The price sounded low. “Many of the AA boys I been talking to are getting lots better then that,” I said.
“Ho ho,” said Mr. Moors. “I see where we have got another problem on our hands. Are you 1 of them ballplayers that plays only for the money or are you 1 of those kind of young men that we wish to have in our system that is in there for the love of the game?”
“Well,” said I, “anybody will tell you that I love the game, but Pop says never sell myself short. I am worth more then 225.”
“He loves the game,” said Mike. “I know that he loves the game.”
“Who is Pop?” said Patricia.
“My pop,” said I. “He was with Cedar Rapids in the Mississippi Valley League.”
“Here is the thing,” said Dutch. “You must not get the idea that you are doing us any favor in Q. C. You are going to Q. C. as a favor to yourself. A season or 2 under Mike Mulrooney will make a ballplayer of you.”
“We are building,” said Mr. Moors. “It is next year and the year after
that we are aiming at. You are not yet ready. You are still not a ballplayer a-tall.”
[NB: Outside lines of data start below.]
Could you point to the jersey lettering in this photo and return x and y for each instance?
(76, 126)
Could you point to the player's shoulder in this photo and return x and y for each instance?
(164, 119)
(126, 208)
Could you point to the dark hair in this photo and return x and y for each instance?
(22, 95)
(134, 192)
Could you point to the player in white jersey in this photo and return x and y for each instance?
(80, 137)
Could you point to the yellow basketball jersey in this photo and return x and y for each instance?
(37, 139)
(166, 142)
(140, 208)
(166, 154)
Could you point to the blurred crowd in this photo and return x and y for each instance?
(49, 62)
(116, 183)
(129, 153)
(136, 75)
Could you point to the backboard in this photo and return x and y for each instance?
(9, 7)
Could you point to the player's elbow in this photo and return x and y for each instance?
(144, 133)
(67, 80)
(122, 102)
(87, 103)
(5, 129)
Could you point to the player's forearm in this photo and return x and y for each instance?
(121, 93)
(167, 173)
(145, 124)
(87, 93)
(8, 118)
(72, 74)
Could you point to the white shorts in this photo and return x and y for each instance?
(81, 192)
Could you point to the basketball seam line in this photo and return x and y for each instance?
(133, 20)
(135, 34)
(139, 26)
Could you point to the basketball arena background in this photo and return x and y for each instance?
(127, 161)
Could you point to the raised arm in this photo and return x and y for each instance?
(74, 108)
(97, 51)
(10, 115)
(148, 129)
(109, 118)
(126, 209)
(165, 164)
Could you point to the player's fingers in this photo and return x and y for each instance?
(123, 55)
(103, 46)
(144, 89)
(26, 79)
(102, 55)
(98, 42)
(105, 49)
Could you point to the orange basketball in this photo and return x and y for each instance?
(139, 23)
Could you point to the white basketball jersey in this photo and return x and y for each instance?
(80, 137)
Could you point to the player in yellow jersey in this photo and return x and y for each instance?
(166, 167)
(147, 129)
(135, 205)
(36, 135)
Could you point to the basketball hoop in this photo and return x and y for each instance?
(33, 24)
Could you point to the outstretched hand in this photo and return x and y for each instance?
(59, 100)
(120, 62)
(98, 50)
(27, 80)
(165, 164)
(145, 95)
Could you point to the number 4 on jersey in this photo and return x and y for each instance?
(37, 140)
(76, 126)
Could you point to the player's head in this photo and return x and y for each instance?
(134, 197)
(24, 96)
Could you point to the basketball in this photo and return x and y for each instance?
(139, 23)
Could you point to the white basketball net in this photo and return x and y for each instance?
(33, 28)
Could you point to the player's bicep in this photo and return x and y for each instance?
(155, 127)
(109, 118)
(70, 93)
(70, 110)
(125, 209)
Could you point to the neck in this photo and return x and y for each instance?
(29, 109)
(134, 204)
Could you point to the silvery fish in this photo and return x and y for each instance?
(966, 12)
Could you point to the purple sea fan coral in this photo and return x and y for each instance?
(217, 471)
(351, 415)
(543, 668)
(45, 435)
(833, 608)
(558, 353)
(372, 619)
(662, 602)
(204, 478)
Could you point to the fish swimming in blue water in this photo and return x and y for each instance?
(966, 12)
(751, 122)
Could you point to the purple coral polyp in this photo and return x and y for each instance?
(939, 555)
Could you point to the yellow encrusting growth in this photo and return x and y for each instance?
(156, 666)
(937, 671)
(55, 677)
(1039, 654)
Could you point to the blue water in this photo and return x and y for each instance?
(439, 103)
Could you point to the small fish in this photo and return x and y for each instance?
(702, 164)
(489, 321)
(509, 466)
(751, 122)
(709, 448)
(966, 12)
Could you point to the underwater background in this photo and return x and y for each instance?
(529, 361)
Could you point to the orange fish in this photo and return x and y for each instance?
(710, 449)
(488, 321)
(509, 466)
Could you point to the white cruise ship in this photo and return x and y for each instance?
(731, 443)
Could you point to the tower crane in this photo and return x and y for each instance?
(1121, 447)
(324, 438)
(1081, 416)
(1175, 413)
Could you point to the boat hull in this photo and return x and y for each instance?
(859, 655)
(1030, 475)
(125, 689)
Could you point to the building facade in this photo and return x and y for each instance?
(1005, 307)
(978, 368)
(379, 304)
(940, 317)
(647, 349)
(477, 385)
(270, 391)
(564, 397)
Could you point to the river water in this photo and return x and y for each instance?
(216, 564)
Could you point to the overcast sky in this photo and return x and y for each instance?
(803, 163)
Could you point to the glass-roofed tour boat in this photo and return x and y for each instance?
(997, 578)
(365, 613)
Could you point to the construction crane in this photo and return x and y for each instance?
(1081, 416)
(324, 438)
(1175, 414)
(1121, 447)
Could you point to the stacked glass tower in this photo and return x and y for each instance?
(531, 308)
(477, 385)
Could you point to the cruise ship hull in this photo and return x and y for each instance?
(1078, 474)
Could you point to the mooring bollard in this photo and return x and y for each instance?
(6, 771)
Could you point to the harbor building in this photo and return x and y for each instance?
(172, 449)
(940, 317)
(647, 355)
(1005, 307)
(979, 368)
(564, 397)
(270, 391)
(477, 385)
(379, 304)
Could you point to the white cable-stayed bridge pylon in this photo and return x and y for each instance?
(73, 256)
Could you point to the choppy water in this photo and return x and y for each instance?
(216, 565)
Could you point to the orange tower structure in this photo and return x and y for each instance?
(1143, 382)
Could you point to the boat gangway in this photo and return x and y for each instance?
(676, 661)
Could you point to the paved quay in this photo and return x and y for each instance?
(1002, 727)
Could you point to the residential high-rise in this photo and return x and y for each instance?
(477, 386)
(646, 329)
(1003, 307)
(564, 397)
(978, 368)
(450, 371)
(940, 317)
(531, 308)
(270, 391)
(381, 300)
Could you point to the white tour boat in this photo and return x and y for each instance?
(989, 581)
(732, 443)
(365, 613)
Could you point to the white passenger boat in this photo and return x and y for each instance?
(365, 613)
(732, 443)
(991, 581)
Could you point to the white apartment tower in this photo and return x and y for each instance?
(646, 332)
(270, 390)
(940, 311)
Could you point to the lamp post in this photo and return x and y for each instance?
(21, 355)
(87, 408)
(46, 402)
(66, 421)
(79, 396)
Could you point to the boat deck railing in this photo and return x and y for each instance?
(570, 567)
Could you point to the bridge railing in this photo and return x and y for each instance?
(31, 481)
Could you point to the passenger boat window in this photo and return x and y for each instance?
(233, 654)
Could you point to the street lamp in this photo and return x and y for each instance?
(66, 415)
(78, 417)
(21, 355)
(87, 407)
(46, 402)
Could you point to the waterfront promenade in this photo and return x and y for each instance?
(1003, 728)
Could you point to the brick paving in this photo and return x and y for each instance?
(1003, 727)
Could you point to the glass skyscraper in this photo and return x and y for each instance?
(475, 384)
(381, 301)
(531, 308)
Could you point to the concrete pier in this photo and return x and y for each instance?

“I would not put it just that way,” said Mike. “He is a very fine young ballplayer, but he has got his faults.”
“Pop says I am just about the finished product,” I said.
“Maybe Pop is not the final word in these matters,” said Mr. Moors. “You have got to start considering Mr. Mulrooney in place of your pop, for he is in charge of you from now on.”
“Leave us look at a few pictures,” said Patricia. Bradley Lord jumped up out of his chair and run around the room turning off the lights. Then he run over to the movie camera and switched it on. Bradley is a frog. You know how a frog does. When he is sitting on the ground you give him a little touch on the behind and up he leaps and starts to run. If Mr. Moors or Patricia Moors is to say a word up he jumps and begins to do what was said. Naturally they don’t go over and touch him on the behind, but it adds up to the same thing. 1 time in the Mammoth clubhouse I was sitting with Red when in come Bradley Lord, and he walked past, and Red said to him, “You are a frog. Did you ever think to yourself what a frog you were?” Bradley Lord said he never considered himself as a frog. “Yet at least,” said Red, “a frog will sometime not jump when he is touched on the behind, for at least sometime a frog has got the sense to lay down and die and not be a frog no longer.” He switched on the machine and throwed the beam against the wall, and it showed my name and the date, and there was pictures of me throwing. “Put her in slow motion,” said Mr. Moors, and Bradley Lord done so. “Now, Dutch,” said Mr. Moors, “tell this boy what is wrong with him.”